Le verrou n’est pas la clé

Par Pierre Vangilbergen

Photo : Dushan_Hanuska_CC-BY-SA-2.0

Retour à la fin des années 80. Du côté des terres de l’Oncle Sam, plus pré­ci­sé­ment en Cali­for­nie, Exo­dus devient une des figures de proue du mou­ve­ment thrash metal. Gary Holt, gui­ta­riste et paro­lier d’Exodus, pose sur le papier ces quelques lignes incen­diaires : « Le sys­tème péni­ten­tiaire, intrin­sè­que­ment injuste et inhu­main, est l’ex­pres­sion ultime de l’in­jus­tice et de l’in­hu­ma­ni­té dans la socié­té en géné­ral. Ceux d’entre nous qui sont à l’ex­té­rieur n’aiment pas pen­ser que les direc­teurs et les gar­diens sont nos sub­sti­tuts, mais c’est pour­tant le cas. Et ils sont inti­me­ment enfer­més dans une étreinte mor­telle avec leurs cap­tifs humains der­rière les murs de la pri­son. Par exten­sion, nous le sommes aus­si. Un ter­rible double sens est ain­si don­né à la ques­tion ori­gi­nelle de l’é­thique humaine : Suis-je le gar­dien de mon frère ? »

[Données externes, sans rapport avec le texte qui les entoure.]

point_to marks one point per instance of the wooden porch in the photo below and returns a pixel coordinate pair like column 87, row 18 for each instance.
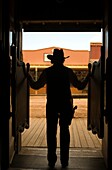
column 80, row 137
column 35, row 136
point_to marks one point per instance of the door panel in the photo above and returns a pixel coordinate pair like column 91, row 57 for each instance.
column 95, row 104
column 22, row 98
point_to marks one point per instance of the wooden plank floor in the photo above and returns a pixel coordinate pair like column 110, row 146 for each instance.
column 80, row 137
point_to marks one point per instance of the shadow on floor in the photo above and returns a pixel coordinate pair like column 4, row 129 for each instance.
column 80, row 159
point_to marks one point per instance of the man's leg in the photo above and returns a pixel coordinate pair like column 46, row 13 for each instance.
column 52, row 139
column 64, row 143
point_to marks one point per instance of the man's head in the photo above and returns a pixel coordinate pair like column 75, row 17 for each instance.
column 57, row 57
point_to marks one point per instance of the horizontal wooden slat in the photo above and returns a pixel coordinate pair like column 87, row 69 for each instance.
column 80, row 137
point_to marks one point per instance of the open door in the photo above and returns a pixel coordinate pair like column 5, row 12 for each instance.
column 96, row 97
column 20, row 97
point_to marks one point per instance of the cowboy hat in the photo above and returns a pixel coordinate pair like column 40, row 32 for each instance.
column 58, row 55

Ces mots, ce sont les qua­rante-huit pre­mières secondes de The Last Act of Defiance, titre d’ouverture de l’album Fabu­lous Disas­ter. Ces mots et ceux qui suivent, ce sont éga­le­ment ceux qui décrivent l’émeute la plus vio­lente jusqu’à ce jour dans l’histoire des États-Unis, celle du péni­ten­cier de l’É­tat du Nou­veau-Mexique. En cause : des condi­tions de déten­tion désas­treuses. La nuit de l’é­meute, le 2 février 1980, la pri­son conte­nait 1156 déte­nus pour moins de 963 lits. Les pri­son­niers recon­nus comme vio­lents n’étaient pas sépa­rés les uns des autres. Les dor­toirs étaient sur­peu­plés et insa­lubres. Les pro­grammes édu­ca­tifs, récréa­tifs et de réha­bi­li­ta­tion venaient d’être annu­lés. Il n’en fal­lait pas plus pour que tout explose à la moindre étincelle.

Les pri­son­niers pren­dront pen­dant 36 heures le contrôle total de la pri­son. Douze offi­ciers de police seront pris en otage, 33 pri­son­niers per­dront la vie. « Une mer d’a­go­nie déferle comme une marée. Les plus chan­ceux échappent à la folie par le sui­cide Les cris des mou­rants hantent le monde, tor­ture et inci­né­ra­tion se répandent », entonne d’une voix nasillarde Steve Sou­za, le voca­liste d’Exodus, pen­dant les refrains.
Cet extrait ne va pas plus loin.